Students help harvest food from the Institute of Food farm. Some of the harvest is donated to the Oxford Community Choice Pantry.
Share:

Miami student volunteers, Institute for Food farm produce help local pantry

Students harvest crops at the Institute for Food farm.

Volunteers harvest crops at the Food for Institute this year.

By Margo Kissell, university news and communications

Miami’s Institute for Food recently delivered fresh produce to the Oxford Community Choice Pantry to supplement its Thanksgiving meals program.

“It’s always a pleasure to share our produce with the community in that way, especially when we have so many pounds to spare,” said Amy Harmon, a graduate student in the Institute for the Environment and Sustainability who is an apprentice to the manager of the Institute for Food farm.

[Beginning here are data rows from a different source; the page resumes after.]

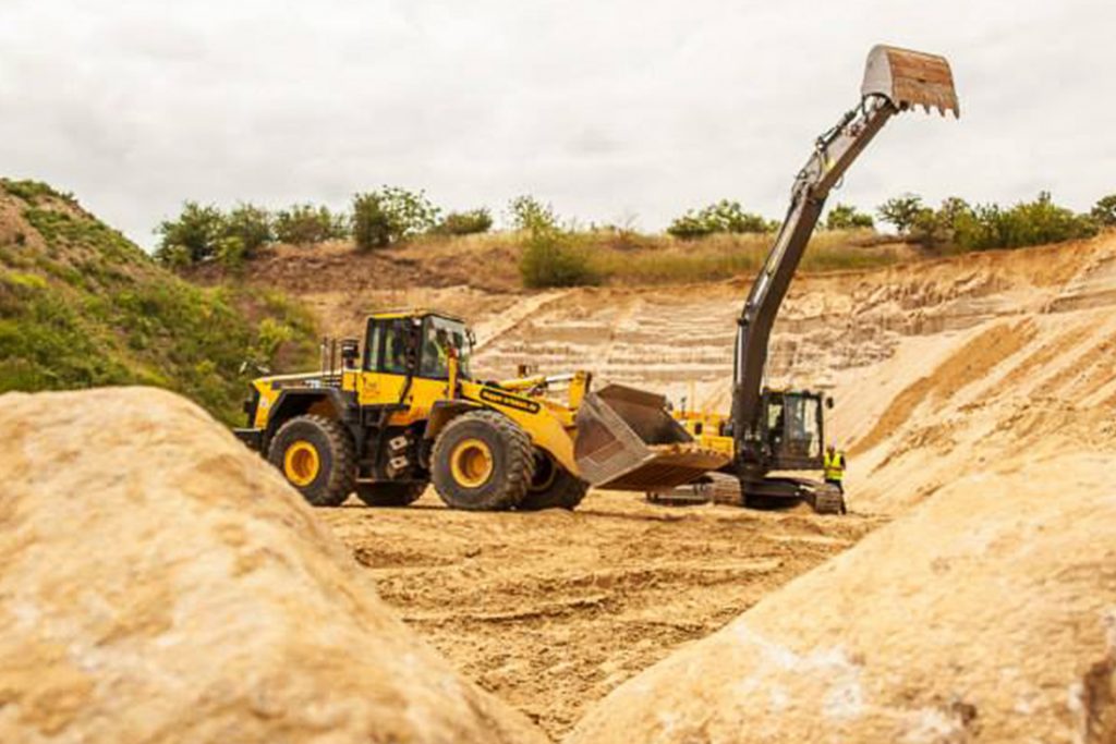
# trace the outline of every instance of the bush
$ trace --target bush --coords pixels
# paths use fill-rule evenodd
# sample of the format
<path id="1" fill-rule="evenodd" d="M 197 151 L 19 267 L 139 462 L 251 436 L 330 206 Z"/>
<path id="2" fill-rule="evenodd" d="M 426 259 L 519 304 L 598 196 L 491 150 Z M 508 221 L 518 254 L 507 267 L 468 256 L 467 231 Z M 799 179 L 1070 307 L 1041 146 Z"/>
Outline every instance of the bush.
<path id="1" fill-rule="evenodd" d="M 164 220 L 155 229 L 160 236 L 155 257 L 170 263 L 172 257 L 189 257 L 198 263 L 217 254 L 217 242 L 224 232 L 224 219 L 215 206 L 186 202 L 177 220 Z"/>
<path id="2" fill-rule="evenodd" d="M 252 204 L 239 204 L 229 212 L 221 232 L 224 239 L 240 241 L 242 259 L 252 258 L 260 248 L 276 239 L 271 214 Z"/>
<path id="3" fill-rule="evenodd" d="M 516 230 L 557 230 L 558 216 L 554 206 L 543 204 L 530 194 L 523 194 L 508 204 L 511 225 Z"/>
<path id="4" fill-rule="evenodd" d="M 876 207 L 876 213 L 884 222 L 895 225 L 901 235 L 905 235 L 914 226 L 915 220 L 920 215 L 925 216 L 926 207 L 922 203 L 922 197 L 916 194 L 903 194 L 888 199 Z"/>
<path id="5" fill-rule="evenodd" d="M 275 236 L 280 243 L 311 245 L 327 240 L 347 238 L 347 220 L 326 206 L 295 204 L 280 210 L 275 218 Z"/>
<path id="6" fill-rule="evenodd" d="M 577 236 L 557 228 L 530 230 L 519 260 L 523 286 L 584 287 L 600 283 L 589 252 Z"/>
<path id="7" fill-rule="evenodd" d="M 1116 228 L 1116 194 L 1099 199 L 1089 214 L 1099 226 Z"/>
<path id="8" fill-rule="evenodd" d="M 425 192 L 394 186 L 353 197 L 353 238 L 363 251 L 386 248 L 437 224 L 439 209 Z"/>
<path id="9" fill-rule="evenodd" d="M 1035 201 L 1010 209 L 999 204 L 970 206 L 963 199 L 951 196 L 937 210 L 921 207 L 908 230 L 912 238 L 926 245 L 954 244 L 984 251 L 1089 238 L 1096 234 L 1097 223 L 1055 204 L 1048 192 L 1041 192 Z"/>
<path id="10" fill-rule="evenodd" d="M 682 240 L 695 240 L 715 233 L 764 233 L 778 230 L 779 223 L 745 212 L 740 202 L 721 200 L 702 210 L 690 210 L 674 220 L 666 232 Z"/>
<path id="11" fill-rule="evenodd" d="M 485 209 L 450 212 L 434 232 L 443 235 L 473 235 L 492 229 L 492 215 Z"/>
<path id="12" fill-rule="evenodd" d="M 826 230 L 858 230 L 875 226 L 870 214 L 857 212 L 850 204 L 836 204 L 826 215 Z"/>

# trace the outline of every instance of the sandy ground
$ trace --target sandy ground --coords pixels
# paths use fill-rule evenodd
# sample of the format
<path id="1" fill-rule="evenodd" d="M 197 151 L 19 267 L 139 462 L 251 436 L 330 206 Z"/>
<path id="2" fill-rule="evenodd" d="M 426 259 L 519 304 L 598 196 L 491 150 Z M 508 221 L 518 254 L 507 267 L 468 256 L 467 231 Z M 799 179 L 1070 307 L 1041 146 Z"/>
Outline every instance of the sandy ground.
<path id="1" fill-rule="evenodd" d="M 381 596 L 465 676 L 556 738 L 585 707 L 881 520 L 663 508 L 594 493 L 577 512 L 318 512 Z"/>
<path id="2" fill-rule="evenodd" d="M 535 294 L 371 281 L 352 301 L 305 297 L 334 332 L 359 328 L 356 306 L 464 315 L 484 377 L 586 368 L 597 385 L 724 409 L 745 294 L 743 280 Z M 1114 234 L 796 282 L 769 381 L 836 397 L 830 435 L 850 452 L 855 512 L 845 519 L 671 510 L 632 494 L 594 494 L 573 514 L 465 514 L 427 494 L 417 508 L 321 515 L 421 636 L 559 736 L 634 673 L 959 483 L 1004 500 L 1036 473 L 1051 497 L 1109 482 L 1114 309 Z"/>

They recently delivered to the pantry about 170 pounds of produce, including broccoli, peppers and spinach.

Bob Ratterman, director of the pantry at 440 W. Withrow St., noted the “humongous” carrots and how all of the locally grown produce disappeared quickly from the shelves.

“There are four words in our name: Oxford Community Choice Pantry, and I like to say that if one’s more important than the other, it’s community,” Ratterman said. “We couldn’t survive without the campus and the regular Oxford community because of the money, the food and the volunteer hours.”

Miami students and staff began harvesting the first crops from the Institute for Food farm in the summer and have been donating produce to the pantry since then.

The pantry serves about 576 households, whose residents visit at least once a year. Many come more regularly.

About 60-75 Miami students typically volunteer at the pantry, he said.

Some students may be seeking 10 hours of community service credit for a class; others pitch in throughout the school year.

“A lot of them are as regular as clockwork,” Ratterman said.

Just this week, members of Circle K International, a student organization dedicated to community, leadership and development, were there helping out.

The pantry’s main mission is to provide food to people, “but our second mission is to give them good nutrition and ways to achieve that,” Ratterman said.

“We have a number of volunteer shopping assistants, many of whom are Miami nutrition students who can make suggestions about how to prepare” some of the food visitors to the pantry receive, so they can create healthy meals, he added.

Miami raised $429, the equivalent of 66 meals, for Pledge-a-Meal, with all proceeds benefiting the Oxford Community Choice Pantry and the Oxford Homeless Coalition. This year, students could use MUlaa, a declining balance account they can have added to their Miami ID. It is used for nonfood purchases and vending on campus.